THERMAL STABILITY OF AN ADSORBED ARRAY OF CHARGES IN THE EINSTEIN APPROXIMATION

For an infinite hexagonal array of ions adsorbed on a conducting plane of infinite extent, the thermal fluctuation from strict lattice ordering in the neighborhood of a given adion is considered. The ions are imaged in the uniform, conducting adsorbent and are assumed to move freely in the plane; they thus arrange themselves in a perfect hexagonal array at absolute zero temperature.

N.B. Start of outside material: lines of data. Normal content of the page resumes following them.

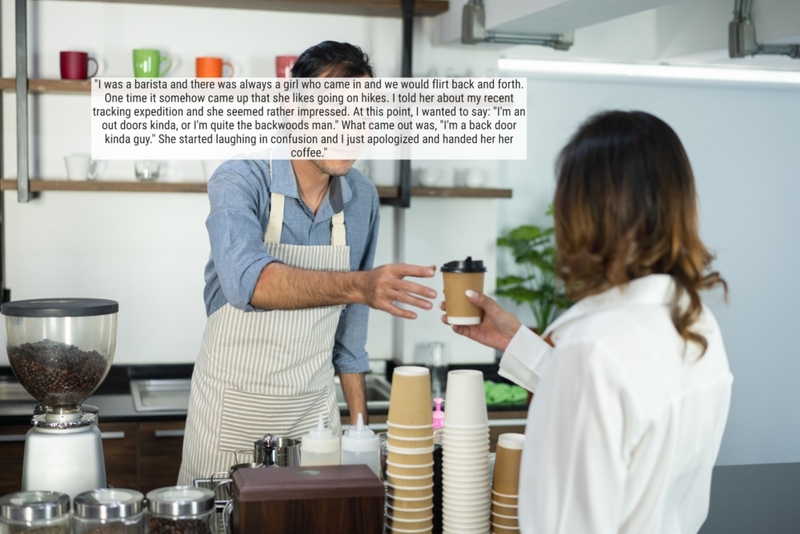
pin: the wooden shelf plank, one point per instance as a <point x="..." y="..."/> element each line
<point x="10" y="184"/>
<point x="102" y="185"/>
<point x="460" y="192"/>
<point x="372" y="8"/>
<point x="40" y="85"/>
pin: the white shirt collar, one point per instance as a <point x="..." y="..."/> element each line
<point x="651" y="289"/>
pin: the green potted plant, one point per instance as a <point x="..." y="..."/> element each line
<point x="533" y="248"/>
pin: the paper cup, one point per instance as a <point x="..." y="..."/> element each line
<point x="409" y="470"/>
<point x="499" y="529"/>
<point x="404" y="531"/>
<point x="500" y="509"/>
<point x="410" y="401"/>
<point x="412" y="524"/>
<point x="424" y="432"/>
<point x="410" y="482"/>
<point x="503" y="498"/>
<point x="466" y="403"/>
<point x="505" y="521"/>
<point x="400" y="458"/>
<point x="410" y="513"/>
<point x="410" y="442"/>
<point x="507" y="465"/>
<point x="403" y="492"/>
<point x="458" y="308"/>
<point x="409" y="502"/>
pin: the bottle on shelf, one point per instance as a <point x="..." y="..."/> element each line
<point x="320" y="446"/>
<point x="360" y="445"/>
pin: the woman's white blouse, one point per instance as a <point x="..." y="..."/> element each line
<point x="626" y="421"/>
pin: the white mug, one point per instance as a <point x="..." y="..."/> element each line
<point x="474" y="178"/>
<point x="210" y="165"/>
<point x="429" y="177"/>
<point x="81" y="167"/>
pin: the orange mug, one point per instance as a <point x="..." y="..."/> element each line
<point x="211" y="67"/>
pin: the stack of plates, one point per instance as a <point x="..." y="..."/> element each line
<point x="409" y="463"/>
<point x="505" y="485"/>
<point x="465" y="455"/>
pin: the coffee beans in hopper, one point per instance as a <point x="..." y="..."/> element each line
<point x="165" y="525"/>
<point x="57" y="374"/>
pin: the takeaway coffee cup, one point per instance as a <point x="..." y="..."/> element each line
<point x="459" y="276"/>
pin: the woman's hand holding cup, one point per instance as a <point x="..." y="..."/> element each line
<point x="495" y="329"/>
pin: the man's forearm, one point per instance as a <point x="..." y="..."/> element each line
<point x="281" y="287"/>
<point x="355" y="393"/>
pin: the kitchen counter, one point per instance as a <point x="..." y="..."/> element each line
<point x="116" y="405"/>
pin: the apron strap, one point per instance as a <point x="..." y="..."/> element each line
<point x="338" y="232"/>
<point x="275" y="223"/>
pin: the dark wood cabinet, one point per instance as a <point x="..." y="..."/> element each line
<point x="12" y="449"/>
<point x="121" y="453"/>
<point x="160" y="451"/>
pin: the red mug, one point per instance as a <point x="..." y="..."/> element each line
<point x="283" y="66"/>
<point x="211" y="67"/>
<point x="75" y="66"/>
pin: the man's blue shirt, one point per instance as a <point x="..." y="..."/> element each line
<point x="239" y="194"/>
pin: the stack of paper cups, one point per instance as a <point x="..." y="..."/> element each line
<point x="505" y="484"/>
<point x="409" y="465"/>
<point x="465" y="455"/>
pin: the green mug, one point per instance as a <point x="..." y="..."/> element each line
<point x="147" y="63"/>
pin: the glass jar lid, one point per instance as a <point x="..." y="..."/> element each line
<point x="77" y="307"/>
<point x="108" y="503"/>
<point x="180" y="501"/>
<point x="34" y="505"/>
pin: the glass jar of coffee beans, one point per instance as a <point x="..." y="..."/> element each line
<point x="180" y="510"/>
<point x="39" y="512"/>
<point x="108" y="511"/>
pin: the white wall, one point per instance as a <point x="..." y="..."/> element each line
<point x="742" y="142"/>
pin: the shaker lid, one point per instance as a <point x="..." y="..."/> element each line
<point x="66" y="307"/>
<point x="108" y="503"/>
<point x="34" y="505"/>
<point x="466" y="266"/>
<point x="179" y="501"/>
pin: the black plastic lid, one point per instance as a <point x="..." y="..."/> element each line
<point x="59" y="307"/>
<point x="467" y="266"/>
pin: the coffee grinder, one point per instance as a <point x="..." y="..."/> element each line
<point x="60" y="351"/>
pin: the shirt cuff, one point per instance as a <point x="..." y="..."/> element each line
<point x="348" y="364"/>
<point x="525" y="358"/>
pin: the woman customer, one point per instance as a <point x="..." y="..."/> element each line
<point x="630" y="405"/>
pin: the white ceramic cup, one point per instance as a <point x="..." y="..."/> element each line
<point x="210" y="165"/>
<point x="81" y="167"/>
<point x="429" y="177"/>
<point x="474" y="178"/>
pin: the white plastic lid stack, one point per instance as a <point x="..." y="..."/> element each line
<point x="320" y="440"/>
<point x="360" y="438"/>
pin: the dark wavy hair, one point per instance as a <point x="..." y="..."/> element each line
<point x="339" y="60"/>
<point x="626" y="207"/>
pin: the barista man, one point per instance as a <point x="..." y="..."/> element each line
<point x="288" y="288"/>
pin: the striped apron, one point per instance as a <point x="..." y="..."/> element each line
<point x="261" y="372"/>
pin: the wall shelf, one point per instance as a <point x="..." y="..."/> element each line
<point x="370" y="8"/>
<point x="40" y="85"/>
<point x="10" y="184"/>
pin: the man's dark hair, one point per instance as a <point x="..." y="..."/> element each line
<point x="339" y="60"/>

By use of the accurate planar potential seen by one adion moving in the field arising from an infinite number of fixed hexagonally arrayed surrounding ions, the root-mean-square (r.m.s.) amplitude of planar vibration of the ion relative to its neighbors is approximately determined for several values of nearest neighbor distances between ions, r1. On the basis of these results, we find, for example, that for a distance, β, between the center of charge of an ion and the imaging plane of 3 Å, an ionic valence zv of unity, and an effective dielectric constant of ε, a hexagonal array with r1 = 15 Å is stable up to a temperature, T0, of approximately 1760/ε°K while one with r1 = 21 Å is stable up to about 760/ε°K. Results apply to adsorption from either a gas or liquid phase and, as well, to an array of real dipoles adsorbed on a nonconducting surface. The appropriate values for ε are of the order of 2 and 6, respectively, for adsorption from gas or from aqueous electrolytes. For various r1's, explicit expressions for T0 are obtained which depend on ε, β, and zv.